There’s been a great disturbance in the Force, as if millions of paid subscribers for Star Wars: The Old Republic suddenly cried out in rage and were silenced. It appears that EA has finally bent to the demands of the online market, as BioWare and LucasArts’ popular MMO will officially be free-to-play this fall— although subscriptions won’t be going away.

It was an inevitable change that EA had been fighting ever since SWTOR first launched in December 2011, even when the development team was hit with a string of layoffs last May and subscriber rates stalled, declining from a 1.7 million active player peak before that.

To its credit, SWTOR built quite a lot of hype in the lead-up to its launch, managing to hit 1 million subscribers in just a few days after its official release date.
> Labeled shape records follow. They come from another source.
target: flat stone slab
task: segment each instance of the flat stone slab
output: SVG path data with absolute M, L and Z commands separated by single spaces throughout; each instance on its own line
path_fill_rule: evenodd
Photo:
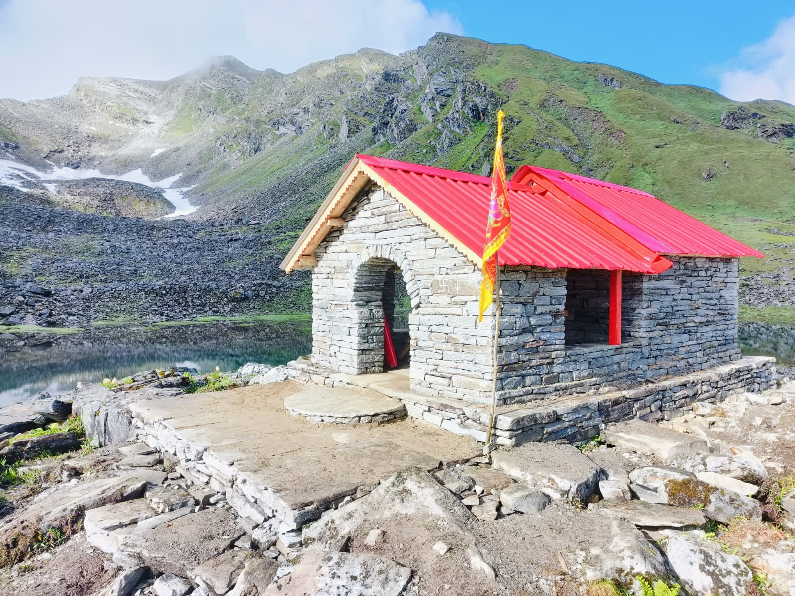
M 188 577 L 196 567 L 231 548 L 245 532 L 228 509 L 207 509 L 169 524 L 134 532 L 113 560 L 124 567 L 145 565 L 161 573 Z
M 38 426 L 35 420 L 38 416 L 25 404 L 12 404 L 0 408 L 0 434 L 25 432 Z
M 597 509 L 642 528 L 700 527 L 707 521 L 704 513 L 698 509 L 645 501 L 602 501 Z
M 599 482 L 599 468 L 572 445 L 527 443 L 491 455 L 495 470 L 537 488 L 553 499 L 584 501 Z
M 705 439 L 638 420 L 607 424 L 601 435 L 606 443 L 630 449 L 635 453 L 657 455 L 666 464 L 709 452 Z
M 407 467 L 432 470 L 440 462 L 481 452 L 471 437 L 413 419 L 383 425 L 308 425 L 283 405 L 305 389 L 285 381 L 225 391 L 223 400 L 195 393 L 138 401 L 130 409 L 145 424 L 162 424 L 204 450 L 204 462 L 228 463 L 232 474 L 291 509 L 355 494 L 359 486 L 378 485 Z
M 399 596 L 411 579 L 411 569 L 386 557 L 366 553 L 308 549 L 290 573 L 271 583 L 265 596 Z
M 405 406 L 398 400 L 342 387 L 316 387 L 294 393 L 285 398 L 285 408 L 312 422 L 386 422 L 405 416 Z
However, the game’s extremely steep drop off apparently just couldn’t justify the paid model any longer—not when so many free-to-play MMORPGs are stealing away users.
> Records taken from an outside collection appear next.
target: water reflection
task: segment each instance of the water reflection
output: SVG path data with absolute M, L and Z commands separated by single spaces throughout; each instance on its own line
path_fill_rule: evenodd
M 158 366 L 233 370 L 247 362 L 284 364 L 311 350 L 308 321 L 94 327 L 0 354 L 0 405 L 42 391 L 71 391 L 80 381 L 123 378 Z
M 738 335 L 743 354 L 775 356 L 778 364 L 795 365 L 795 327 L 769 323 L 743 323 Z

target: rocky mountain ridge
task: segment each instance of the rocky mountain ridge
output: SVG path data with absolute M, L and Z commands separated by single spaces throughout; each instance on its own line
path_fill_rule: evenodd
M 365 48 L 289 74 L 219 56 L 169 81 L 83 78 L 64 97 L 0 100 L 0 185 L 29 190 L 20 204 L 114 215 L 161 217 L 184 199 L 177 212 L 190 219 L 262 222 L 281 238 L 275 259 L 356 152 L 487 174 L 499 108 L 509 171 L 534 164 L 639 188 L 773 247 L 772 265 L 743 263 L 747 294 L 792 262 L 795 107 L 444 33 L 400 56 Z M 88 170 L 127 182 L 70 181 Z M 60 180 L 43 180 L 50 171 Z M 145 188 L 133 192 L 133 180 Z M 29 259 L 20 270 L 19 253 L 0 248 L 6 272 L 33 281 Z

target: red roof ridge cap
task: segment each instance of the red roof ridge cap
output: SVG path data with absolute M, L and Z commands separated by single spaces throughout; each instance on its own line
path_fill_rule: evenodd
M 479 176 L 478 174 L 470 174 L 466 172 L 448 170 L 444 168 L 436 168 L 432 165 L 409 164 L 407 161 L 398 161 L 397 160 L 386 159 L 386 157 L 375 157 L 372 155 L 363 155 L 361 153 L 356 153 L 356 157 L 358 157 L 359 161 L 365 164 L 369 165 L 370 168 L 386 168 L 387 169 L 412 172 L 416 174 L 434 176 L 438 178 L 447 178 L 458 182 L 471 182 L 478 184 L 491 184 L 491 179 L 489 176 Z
Here’s how the two services will work from here on out this fall, according to the PR spin:

  • Subscription – A service designed for players who want unrestricted access to all the game features via ongoing subscription or by redeeming a Game Time Card. In addition to gaining access to all game content as our current subscribers do now, subscribers will receive ongoing monthly grants of Cartel Coins, the new virtual currency that will be introduced later this fall. Cartel Coins can be used to purchase valuable in-game items including customizable gear and convenience features that will enhance the game play experience.
  • Free-To-Play – The first 50 levels will be Free-to-Play, with restrictions on access to new content and advanced player features. Some restrictions can be “unlocked” with Cartel Coins.
It’s been an extremely interesting case study in MMO development at the very least, as we’ve had the opportunity to see EA’s shifting stances on F2P as far back as last June. Star Wars: The Old Republic is far from the first major subscription-based MMO to move to a freemium model, though, as World of Warcraft and Team Fortress 2 went free-to-play after years as paid products.